Al respecto de la prueba pericial, el Tribunal 'a quo', como ya hemos señalado, realizó una valoración en la sentencia. La Audiencia Provincial examinó la declaración, en el acto del juicio, de la perito Sacramento. Si bien la perito se ratificó en su informe previo, en juicio informó que no podía emitir un pronunciamiento válido sobre la credibilidad de la recurrente en cuanto a la existencia de la posible agresión sexual. El Tribunal de instancia valoró, también, la declaración de los otros peritos ( Yolanda y José) quienes no ratificaron el informe de la Sra. Sacramento. La Audiencia Provincial valoró que estos peritos expusieron que la metodología aplicada por la Sra. Sacramento está protocolizada y estandarizada para menores de edad (lo que no es el caso). La Sra. Yolanda añadió que la recurrente, por la ausencia de alteraciones en sus capacidades, era capaz de elaborar un testimonio y añadirle cariz delictivo.

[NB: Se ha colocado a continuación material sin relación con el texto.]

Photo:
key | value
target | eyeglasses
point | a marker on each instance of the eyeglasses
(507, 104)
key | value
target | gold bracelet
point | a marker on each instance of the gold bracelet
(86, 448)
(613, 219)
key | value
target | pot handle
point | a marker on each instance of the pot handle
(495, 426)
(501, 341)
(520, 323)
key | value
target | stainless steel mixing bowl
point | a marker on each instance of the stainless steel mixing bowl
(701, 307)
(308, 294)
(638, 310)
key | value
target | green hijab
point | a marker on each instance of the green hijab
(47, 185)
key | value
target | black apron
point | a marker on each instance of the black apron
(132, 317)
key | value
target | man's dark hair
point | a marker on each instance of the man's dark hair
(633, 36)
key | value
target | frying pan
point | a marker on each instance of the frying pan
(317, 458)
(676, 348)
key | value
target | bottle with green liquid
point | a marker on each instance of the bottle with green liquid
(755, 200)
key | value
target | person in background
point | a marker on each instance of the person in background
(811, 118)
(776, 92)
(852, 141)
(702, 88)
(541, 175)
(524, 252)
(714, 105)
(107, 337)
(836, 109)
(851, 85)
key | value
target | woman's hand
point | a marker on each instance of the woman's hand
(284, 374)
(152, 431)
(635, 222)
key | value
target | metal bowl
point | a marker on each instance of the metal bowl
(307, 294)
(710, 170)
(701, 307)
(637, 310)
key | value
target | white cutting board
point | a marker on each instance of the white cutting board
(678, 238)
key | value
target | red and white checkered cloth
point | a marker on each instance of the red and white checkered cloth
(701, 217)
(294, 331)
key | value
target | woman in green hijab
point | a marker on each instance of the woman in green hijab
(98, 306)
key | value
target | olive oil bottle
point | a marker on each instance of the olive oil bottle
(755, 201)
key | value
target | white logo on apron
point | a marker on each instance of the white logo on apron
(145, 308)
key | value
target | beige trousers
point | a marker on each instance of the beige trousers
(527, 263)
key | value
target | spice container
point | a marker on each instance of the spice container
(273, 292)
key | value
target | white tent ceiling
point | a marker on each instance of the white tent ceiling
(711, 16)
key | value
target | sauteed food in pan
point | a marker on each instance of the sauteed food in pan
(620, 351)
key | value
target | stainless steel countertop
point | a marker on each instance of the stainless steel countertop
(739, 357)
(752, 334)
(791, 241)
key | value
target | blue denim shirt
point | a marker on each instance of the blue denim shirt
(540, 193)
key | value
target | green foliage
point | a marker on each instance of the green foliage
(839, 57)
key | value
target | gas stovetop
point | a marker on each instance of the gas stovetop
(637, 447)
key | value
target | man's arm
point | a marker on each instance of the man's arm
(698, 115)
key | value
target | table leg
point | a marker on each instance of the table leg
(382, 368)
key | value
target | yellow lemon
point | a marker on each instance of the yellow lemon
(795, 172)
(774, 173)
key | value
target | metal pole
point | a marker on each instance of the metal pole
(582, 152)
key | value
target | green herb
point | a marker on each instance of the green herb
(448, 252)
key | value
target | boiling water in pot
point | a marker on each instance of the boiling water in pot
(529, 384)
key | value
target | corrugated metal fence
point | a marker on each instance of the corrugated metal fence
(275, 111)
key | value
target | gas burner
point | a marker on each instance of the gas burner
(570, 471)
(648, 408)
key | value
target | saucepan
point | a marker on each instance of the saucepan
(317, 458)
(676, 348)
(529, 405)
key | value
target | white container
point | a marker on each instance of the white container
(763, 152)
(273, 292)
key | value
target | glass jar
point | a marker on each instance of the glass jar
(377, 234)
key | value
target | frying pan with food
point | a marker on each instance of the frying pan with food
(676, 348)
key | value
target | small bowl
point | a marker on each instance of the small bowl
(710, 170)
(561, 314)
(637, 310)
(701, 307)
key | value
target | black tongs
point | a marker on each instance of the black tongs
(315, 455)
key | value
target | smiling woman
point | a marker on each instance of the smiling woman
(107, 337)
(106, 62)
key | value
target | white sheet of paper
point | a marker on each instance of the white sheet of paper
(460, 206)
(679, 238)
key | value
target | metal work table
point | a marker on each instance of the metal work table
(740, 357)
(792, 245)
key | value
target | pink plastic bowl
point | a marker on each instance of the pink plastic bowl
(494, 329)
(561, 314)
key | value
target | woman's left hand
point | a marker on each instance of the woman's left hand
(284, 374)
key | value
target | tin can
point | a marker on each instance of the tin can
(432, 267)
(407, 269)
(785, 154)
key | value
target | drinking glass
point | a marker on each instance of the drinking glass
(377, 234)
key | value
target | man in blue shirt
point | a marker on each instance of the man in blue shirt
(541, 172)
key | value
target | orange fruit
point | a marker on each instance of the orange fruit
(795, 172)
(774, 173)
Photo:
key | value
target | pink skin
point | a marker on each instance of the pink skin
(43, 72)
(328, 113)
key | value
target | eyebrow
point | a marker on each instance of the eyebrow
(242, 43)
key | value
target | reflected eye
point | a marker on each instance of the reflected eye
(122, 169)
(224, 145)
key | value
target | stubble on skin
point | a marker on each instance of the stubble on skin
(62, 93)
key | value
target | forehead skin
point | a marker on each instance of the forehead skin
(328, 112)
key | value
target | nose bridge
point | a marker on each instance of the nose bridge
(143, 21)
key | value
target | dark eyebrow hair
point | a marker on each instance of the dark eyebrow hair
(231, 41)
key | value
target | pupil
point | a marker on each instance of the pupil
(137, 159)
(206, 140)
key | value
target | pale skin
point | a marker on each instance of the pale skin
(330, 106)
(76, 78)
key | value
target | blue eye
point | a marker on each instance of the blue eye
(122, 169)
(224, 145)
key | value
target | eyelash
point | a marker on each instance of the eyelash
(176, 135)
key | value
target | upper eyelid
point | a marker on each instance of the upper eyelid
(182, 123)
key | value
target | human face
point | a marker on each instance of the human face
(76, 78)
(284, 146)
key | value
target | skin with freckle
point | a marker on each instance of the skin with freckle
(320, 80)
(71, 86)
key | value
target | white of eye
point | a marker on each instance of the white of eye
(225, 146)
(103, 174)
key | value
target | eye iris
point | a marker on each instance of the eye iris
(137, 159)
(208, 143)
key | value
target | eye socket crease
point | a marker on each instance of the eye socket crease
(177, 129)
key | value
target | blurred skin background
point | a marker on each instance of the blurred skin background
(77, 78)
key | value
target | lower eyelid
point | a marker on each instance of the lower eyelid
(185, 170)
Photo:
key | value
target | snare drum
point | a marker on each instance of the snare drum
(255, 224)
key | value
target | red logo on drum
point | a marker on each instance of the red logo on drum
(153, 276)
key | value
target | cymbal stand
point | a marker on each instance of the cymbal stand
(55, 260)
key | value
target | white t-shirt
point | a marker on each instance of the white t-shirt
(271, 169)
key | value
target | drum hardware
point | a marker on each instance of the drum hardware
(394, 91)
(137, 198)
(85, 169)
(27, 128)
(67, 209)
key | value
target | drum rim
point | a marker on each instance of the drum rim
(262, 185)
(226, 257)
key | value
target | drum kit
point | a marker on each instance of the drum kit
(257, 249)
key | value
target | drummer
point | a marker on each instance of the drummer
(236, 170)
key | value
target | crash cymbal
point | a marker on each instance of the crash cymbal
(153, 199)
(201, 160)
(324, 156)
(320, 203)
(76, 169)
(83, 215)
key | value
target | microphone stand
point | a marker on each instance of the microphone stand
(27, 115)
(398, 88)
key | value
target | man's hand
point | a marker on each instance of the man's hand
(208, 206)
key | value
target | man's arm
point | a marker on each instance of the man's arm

En el presente caso, el informe pericial señalado ha sido interpretado por la Sala de instancia no de forma errónea o fragmentaria, sino de forma distinta a la que entiende la recurrente, para concluir, que la declaración de la recurrente no era creíble. En conclusión, de nuevo la recurrente lo que efectúa es una ponderación de la prueba recogida en autos, con la que se muestra en desacuerdo.
Procede, pues, la inadmisión del motivo alegado conforme a los artículos 884.6º y 885.1º de la Ley de Enjuiciamiento Criminal.
En su consecuencia, procede adoptar la siguiente:
Fallo
Las costas del recurso se imponen a la parte recurrente.
Se acuerda la pérdida del depósito que, en su caso, se hubiera constituido.
Así lo acuerdan, mandan y firman los Excmos. Sres. Magistrados indicados al margen.